Au fil du temps, l’étiquette « fasciste » s’est décollée de la bouteille où on a mélangé trop de réalités politiques différentes. Aujourd’hui, ceux qui sont les plus susceptibles de faire sortir les mauvais génies de cette bouteille en refusent l’étiquette. Ils la savent infamante, c’est-à-dire de nature à les déconsidérer en société.

Il serait naïf de croire que le fascisme est mort avec Hitler dans un bunker ou au crochet de boucherie où fut pendu le corps de Mussolini. La guerre n’était pas terminée que bien des adorateurs des droites radicales — lesquels n’avaient pas toujours le Duce et le Führer comme modèles — cherchaient déjà à la faire regermer, plantant ses vieilles idées délétères en de nouveaux terreaux.

George Orwell prévenait que le fascisme reviendrait sur la place publique en portant un chapeau melon et un parapluie roulé sous le bras, selon l’image de l’homme respectable en son temps. Au Canada, le leader fasciste Adrien Arcand lui donnait en quelque sorte raison. Les crânes rasés, les uniformes et les démonstrations de force appartenaient au passé, disait Arcand après-guerre. L’avenir de l’extrême droite dépendait désormais de sa capacité à se parer des apparences de la respectabilité, prévenait-il. À cette fin, il fallait la présenter cravatée, puis trouver à investir les médias pour se faire valoir ainsi endimanché.

Le ridicule et la naïveté des antifascistes, clamait Pier Paolo Pasolini, étaient de continuer de traquer l’extrême droite dans ses formes anciennes.
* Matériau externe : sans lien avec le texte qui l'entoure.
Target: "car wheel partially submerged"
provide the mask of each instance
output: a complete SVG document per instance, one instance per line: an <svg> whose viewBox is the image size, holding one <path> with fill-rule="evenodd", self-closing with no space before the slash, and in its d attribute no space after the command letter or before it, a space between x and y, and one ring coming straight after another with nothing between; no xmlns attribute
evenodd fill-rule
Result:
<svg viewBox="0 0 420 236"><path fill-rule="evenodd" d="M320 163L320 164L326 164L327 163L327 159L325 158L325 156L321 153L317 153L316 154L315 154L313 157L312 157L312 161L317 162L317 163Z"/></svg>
Le fascisme avait muté à mesure que la société de consommation prenait de l’expansion, plaidait-il à raison.

Comme le ridicule ne tue pas plus d’un côté ou de l’autre du spectre politique, les esprits de droite les plus radicaux exigent aujourd’hui d’être exonérés de l’étiquette de fasciste, sous prétexte qu’ils ont changé de costume. Ils ne précisent pas qu’ils ont bel et bien conservé, au creux de leurs poches et dans la doublure de leur veste, un même fond d’idées.

La Hongrie d’Orban, habituée de piétiner les droits démocratiques, est enthousiaste au possible devant les avancées de Georgia Meloni, la nouvelle tête de la droite radicale italienne au passé fasciste avoué. Vincenzo Sofo, une des figures fortes de Fratelli d’Italia, le parti de Meloni, est le mari de Marion Maréchal, l’égérie de l’extrême droite française, par ailleurs petite-fille du fondateur du Front national. Sa tante, Marine Le Pen, a multiplié par le passé les révérences de son parti, le Rassemblement national, envers le régime autoritaire de Poutine. En Suède, contre toute attente, l’extrême droite a refait son nid. Au Brésil de Bolsonaro, la dictature des militaires et ses bourreaux sont célébrés. Tout ce beau monde s’est montré ravi des pirouettes antidémocratiques proposées par Trump. Ces mouvements se portent assistance mutuelle, dans une sorte de fraternité d’idées qui n’a nul besoin d’organisations dûment constituées pour être constatée.

Les néofascistes se présentent comme des anticonformistes valeureux bravant les élites. Dans les faits, ils défendent encore et toujours la même vieille hiérarchie sociale. Les inégalités, ils les tiennent pour naturelles, tel un simple reflet du mérite individuel. Dans leur univers brutal et darwinien, où la loi du plus fort règne, chacun est livré à la merci de ses propres malheurs. Et tous sont vendus à l’illusion qu’il faut se battre les uns contre les autres pour survivre.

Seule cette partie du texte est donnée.